One woman who had a run-in with an Elite clamper in Otahuhu, Lizz Manea, described the man as a bully.
She parked in the Food 4 Less carpark next door to Domino's as her three daughters, brother and mother waited in the car for her to pick up pizza.
But she said as soon as she stepped in to Domino's her brother followed her and said there was a man demanding money.
"I went back to my car, I wasn't five seconds in Domino's he'd clamped my car and said to me 'nah bro give me some money I want money now'.
"He just clamped it like he was scoping me out. My whole family was in the car. He was being an egg, he was trying to intimidate me and my family."
Manea called police but she said they were unable to intervene.
The man swore and "threatened" her in front of her daughters, aged between four and nine, she said.
"I was pretty mad about it. It's just how he approached it, he wouldn't show me his ID or nothing. I said I don't even know if you're the right person to clamp a car. Nothing about him was professional.
"He said pass me $200 now. I said I don't have $200, I was crying, I said I've only got $100 for my kids. Then after about 40 minutes he said $100 will do.
"I handed him the money I just wanted the situation over my kids were crying at the back."
Elite Parking Services deny anything untoward happened.
"On the day in question the employee was in full uniform wearing a lanyard with a photo, his first name and his identification number".

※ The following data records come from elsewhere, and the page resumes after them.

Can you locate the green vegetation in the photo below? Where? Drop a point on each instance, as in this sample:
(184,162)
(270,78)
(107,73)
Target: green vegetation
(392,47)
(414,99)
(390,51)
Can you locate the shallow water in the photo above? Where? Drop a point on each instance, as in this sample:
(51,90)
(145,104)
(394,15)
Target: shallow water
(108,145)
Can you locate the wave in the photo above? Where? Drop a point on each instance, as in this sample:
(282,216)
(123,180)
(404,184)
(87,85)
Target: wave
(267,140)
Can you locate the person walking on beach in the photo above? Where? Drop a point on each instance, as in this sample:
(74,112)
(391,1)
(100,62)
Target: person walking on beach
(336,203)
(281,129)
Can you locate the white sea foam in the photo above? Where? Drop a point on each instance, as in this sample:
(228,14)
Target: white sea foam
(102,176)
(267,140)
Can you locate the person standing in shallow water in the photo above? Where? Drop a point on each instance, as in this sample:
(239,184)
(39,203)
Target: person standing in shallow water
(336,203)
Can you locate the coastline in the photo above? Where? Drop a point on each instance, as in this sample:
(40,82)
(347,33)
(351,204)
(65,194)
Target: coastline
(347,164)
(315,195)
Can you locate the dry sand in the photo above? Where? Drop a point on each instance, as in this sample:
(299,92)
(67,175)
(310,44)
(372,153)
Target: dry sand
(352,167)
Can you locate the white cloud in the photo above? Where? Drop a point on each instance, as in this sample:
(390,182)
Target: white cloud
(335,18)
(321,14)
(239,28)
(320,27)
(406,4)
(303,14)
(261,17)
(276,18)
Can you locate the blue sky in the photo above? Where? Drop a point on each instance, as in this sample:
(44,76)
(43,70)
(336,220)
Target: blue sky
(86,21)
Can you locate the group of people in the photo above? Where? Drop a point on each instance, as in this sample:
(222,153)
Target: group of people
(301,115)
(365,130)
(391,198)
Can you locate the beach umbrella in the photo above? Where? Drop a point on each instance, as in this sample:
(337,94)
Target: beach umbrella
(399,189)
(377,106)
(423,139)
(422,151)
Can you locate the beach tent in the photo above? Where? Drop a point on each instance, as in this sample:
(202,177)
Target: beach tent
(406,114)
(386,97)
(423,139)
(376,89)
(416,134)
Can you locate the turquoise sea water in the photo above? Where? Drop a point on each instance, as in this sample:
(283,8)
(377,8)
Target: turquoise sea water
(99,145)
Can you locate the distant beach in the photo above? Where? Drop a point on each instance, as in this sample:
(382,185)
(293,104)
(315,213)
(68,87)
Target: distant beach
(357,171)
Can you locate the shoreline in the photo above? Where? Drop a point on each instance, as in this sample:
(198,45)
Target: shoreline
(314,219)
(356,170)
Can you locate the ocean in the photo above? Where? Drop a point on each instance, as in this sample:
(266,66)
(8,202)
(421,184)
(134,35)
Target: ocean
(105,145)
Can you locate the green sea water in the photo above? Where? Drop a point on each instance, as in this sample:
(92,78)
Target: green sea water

"He followed procedure and filled out an invoice and billing agreement."
The spokesman said it treated any complaints about individual staff as an employment issue which could not be discussed publicly.
"The company will not discuss any individual within it's employ publicly and all disciplinary action as part of the employee's employment contract are covered under the privacy act."
Food For Less owner Nilesh Prakash, where Manea parked before going into Domino's, said he has not had any complaints over clamping and defended hiring Elite Parking - which have operated outside his business for the past four months.
SEVEN CARS CLAMPED IN HALF AN HOUR
But Otahuhu Business Association's Richette Rodger said she was concerned about the method of an Elite clamper pouncing on cars as soon as the driver was one step away from the car park.
One morning she said she watched an Elite staff member clamp seven cars in half an hour.
"He just waits there until the person has gone literally one footstep out and boom. I was watching all these people they were all panicking, scared, upset, it was just that real intimidating behaviour."
Rodger said it was up to private businesses whether they wanted to employ clampers but she was opposed to Elite's "heavy handed" approach.
"And $200 is a horrific amount of money, in any area, regardless of whether you're in a low socioeconomic area or not. I think the practices of parking up in the morning and waiting for cars is predatory."
Businesses in Manukau and Otahuhu said they witnessed similar issues.
One business owner who asked not to be identified out of fear of retribution described the behaviour of an Elite clamper as "overbearing" and "intimidating".
"He's waiting for them to leave and as soon as they set foot off the carpark he'll clamp them. It's real cowboy stuff," the man said.
Otahuhu Police inspector Uraia Vakaruru said in a statement "police have had multiple calls for service for complaints against this particular parking enforcement company, including reports in the Counties Manukau and West Auckland areas in recent months.
"We are also aware a large amount of social media commentary in relation to the way they conduct business.
"We have previously spoken to company management about the way they conduct their business and are continuing to encourage anyone who finds themselves in a similar situation, where they feel their safety is at risk, to call police."